Should you have a problem with these terms, that would indicate that you believe I care. Please note that any litigation will involve my lawyer who is the meanest SOB in the valley.

(Took me a whole bottle of wine to create this.)

About Frank

Frank is a pioneer in the use of integrated marketing communications techniques and is the author of a textbook and numerous published articles on the subject. His memberships in The Public Relations Society of America, American Association of Advertising Agencies, International Association of Business Communicators and Investor Relations Society of America span five decades. He has been certified by the Small Business Administration as a SCORE counselor. He taught marketing classes in four school district adult education programs. He was President and CEO of a Midwest advertising agency for ten years, and held key marketing positions with 3M, FUJI and others.
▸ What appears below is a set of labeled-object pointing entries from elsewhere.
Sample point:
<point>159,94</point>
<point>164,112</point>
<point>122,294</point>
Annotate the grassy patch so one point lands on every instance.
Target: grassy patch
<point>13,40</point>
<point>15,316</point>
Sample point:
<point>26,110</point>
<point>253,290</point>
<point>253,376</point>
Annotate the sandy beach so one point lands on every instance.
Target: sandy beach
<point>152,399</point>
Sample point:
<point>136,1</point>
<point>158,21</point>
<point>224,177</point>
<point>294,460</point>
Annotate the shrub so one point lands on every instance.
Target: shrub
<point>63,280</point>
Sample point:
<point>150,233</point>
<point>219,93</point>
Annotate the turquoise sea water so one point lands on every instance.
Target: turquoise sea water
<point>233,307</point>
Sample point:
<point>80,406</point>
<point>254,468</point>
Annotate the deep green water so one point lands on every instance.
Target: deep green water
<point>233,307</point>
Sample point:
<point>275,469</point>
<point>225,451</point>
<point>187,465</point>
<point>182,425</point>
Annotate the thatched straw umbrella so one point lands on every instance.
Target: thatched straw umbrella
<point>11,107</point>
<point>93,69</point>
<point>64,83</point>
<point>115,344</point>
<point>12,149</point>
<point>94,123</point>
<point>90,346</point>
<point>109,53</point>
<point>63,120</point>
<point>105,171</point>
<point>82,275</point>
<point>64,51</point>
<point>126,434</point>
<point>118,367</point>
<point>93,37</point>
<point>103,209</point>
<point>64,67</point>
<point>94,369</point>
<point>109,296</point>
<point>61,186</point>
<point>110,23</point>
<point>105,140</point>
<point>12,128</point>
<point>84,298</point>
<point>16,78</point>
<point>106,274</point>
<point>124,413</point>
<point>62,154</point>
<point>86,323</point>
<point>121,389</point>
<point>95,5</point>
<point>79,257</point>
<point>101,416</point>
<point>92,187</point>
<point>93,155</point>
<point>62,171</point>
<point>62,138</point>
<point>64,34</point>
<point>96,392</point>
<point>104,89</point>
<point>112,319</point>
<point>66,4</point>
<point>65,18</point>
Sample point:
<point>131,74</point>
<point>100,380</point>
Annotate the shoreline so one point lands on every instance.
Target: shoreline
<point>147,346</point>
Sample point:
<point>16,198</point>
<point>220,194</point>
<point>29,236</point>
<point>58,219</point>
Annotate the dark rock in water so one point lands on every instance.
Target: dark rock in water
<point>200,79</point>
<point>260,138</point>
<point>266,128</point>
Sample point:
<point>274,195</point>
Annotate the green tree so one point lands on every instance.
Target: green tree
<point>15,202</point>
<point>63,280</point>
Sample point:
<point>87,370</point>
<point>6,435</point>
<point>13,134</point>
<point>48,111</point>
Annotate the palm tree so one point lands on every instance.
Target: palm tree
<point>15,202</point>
He has provided marketing consulting services to numerous high technology startup firms, such as Templex Technology, Best Power Technology, Exide Electronics and CSI of Knoxville. All of these startups eventually went public or were acquired resulting in substantial financial return to the company founders (and me). Frank’s B.A. degree in Mass Communications is from The Creighton University, Omaha, Nebraska.
“After surviving two tours of combat in Vietnam, there is nothing in the business world that scares me…unless they start shooting.”